Steps to Install-Package:
You need to install a package named python-docx
which can handle the word documents of the ‘.docx’ extension.
pip install python-docx
Writing a Word Documents
from docx import Document
document = Document()
document.save('first.docx')
Add a heading
from docx import Document
document = Document()
document.add_heading('This is the largest heading', level=0)
document.add_heading('This is header 1 as a main heading', level=1)
document.add_heading('This is header 2', level=2)
document.add_heading('This is header 3', level=3)
document.add_heading('This is header 4', level=4)

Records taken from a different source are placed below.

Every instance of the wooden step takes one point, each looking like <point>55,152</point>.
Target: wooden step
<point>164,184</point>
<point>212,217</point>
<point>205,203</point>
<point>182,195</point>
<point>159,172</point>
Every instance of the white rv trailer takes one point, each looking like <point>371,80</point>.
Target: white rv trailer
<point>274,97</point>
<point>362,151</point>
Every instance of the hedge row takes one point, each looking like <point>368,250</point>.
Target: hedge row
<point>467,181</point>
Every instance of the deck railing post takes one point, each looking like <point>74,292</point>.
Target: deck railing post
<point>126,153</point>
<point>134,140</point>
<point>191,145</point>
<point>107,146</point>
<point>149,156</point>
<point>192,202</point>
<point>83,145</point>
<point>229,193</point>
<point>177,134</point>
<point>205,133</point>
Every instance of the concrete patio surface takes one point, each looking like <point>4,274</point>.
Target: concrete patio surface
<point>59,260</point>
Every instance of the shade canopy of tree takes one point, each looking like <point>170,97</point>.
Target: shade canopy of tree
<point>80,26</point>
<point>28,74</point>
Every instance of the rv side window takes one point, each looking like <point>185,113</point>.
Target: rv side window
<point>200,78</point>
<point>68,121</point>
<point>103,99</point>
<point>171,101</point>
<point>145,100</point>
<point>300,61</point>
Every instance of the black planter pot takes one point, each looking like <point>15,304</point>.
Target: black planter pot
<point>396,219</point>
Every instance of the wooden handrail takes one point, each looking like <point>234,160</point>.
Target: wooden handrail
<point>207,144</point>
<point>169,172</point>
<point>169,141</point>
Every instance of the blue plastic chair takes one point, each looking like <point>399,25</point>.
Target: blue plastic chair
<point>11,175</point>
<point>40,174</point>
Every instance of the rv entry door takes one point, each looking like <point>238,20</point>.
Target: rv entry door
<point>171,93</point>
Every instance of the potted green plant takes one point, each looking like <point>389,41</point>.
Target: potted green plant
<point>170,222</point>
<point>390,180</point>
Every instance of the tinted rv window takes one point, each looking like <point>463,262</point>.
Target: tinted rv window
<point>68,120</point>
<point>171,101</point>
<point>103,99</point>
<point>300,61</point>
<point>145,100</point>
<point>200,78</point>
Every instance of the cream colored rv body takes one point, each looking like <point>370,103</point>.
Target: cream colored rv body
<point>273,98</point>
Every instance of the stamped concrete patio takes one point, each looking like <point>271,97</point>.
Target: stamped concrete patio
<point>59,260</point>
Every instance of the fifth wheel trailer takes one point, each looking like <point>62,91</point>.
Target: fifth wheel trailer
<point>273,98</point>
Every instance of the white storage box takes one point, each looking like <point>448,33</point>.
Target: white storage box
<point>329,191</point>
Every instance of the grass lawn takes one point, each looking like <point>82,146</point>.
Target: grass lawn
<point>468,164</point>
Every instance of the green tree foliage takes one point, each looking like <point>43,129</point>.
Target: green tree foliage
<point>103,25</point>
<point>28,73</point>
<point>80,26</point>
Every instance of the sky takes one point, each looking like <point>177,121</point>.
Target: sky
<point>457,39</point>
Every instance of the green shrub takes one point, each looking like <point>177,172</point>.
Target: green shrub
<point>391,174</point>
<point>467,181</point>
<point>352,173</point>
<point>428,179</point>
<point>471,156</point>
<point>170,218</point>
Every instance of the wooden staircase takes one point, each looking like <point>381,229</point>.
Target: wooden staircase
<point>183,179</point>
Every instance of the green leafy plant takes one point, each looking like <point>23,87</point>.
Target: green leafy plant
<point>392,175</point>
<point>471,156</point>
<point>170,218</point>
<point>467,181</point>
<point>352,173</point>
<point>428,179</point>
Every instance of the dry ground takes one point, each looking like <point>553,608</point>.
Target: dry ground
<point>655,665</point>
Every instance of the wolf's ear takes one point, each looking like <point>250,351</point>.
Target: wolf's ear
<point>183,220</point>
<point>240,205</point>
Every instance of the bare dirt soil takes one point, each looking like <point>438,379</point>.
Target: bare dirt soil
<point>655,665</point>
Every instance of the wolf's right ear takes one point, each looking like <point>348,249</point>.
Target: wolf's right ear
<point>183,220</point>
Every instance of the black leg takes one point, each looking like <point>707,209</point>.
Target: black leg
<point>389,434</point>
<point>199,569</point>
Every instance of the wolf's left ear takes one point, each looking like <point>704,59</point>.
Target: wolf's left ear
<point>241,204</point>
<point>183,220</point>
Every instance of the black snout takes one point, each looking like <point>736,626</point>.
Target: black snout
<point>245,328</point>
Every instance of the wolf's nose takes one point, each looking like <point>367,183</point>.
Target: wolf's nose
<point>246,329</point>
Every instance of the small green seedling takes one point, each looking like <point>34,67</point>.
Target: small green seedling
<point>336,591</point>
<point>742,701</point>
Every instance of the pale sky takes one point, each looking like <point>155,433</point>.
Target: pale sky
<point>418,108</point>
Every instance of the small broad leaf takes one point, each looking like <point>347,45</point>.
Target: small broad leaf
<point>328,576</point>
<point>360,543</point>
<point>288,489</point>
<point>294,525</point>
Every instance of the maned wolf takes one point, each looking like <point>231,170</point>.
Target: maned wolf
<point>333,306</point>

document.save('heading-example.docx')
Add a Paragraph
from docx import Document
document = Document()
document.add_paragraph('This is a simple paragraph')
document.add_heading('Things to Do', level=2)
document.add_paragraph('eat', style='List Number')
document.add_paragraph('sleep', style='List Number')
document.add_paragraph('repeat', style='List Number')
document.add_heading('Things Not to Do', level=2)
document.add_paragraph('forget to study', style='List Bullet')
document.add_paragraph('forget to do assignments', style='List Bullet')
document.save('paragraph-example.docx')
Add a Picture
from docx import Document
from docx.shared import Inches
document = Document()
document.add_picture('python.png', width=Inches(2.5), height=(2.5))
document.save('picture.example.docx')
Reading a Word Documents
You’ll now read a sample word document from Python, and it can be found here
from docx import Document
def obtainText(docFileName):
document = Document(docFileName)
finalText = []
for line in document.paragraphs:
finalText.append(line.text)
return '\n'.join(finalText)
print(obtainText('fullText.docx'))
This is Heading1 Text
This is a regular paragraph with the default style of Normal. This is a regular paragraph with the default style of Normal. This is a regular paragraph with the default style of Normal. This is a regular paragraph with the default style of Normal. This is a regular paragraph with the default style of Normal.
This is a Defined Block Style Called BlockStyleTest
This is more Normal text.
This is Heading 2 text
This is more Normal text. This is bold, this is italic, and this is bold italic. This is normal. This is in a defined inline style called InlineStyle. This is normal. This is red text. This is normal.
This block is centered.
This is left-aligned.
First item of bulleted list.
Second item of bulleted list.
Second paragraph of second item of bulleted list.
Third item of bulleted list.
First item of third item’s nested list
Second item of third item’s nested list
Fourth and final item of main bulleted list.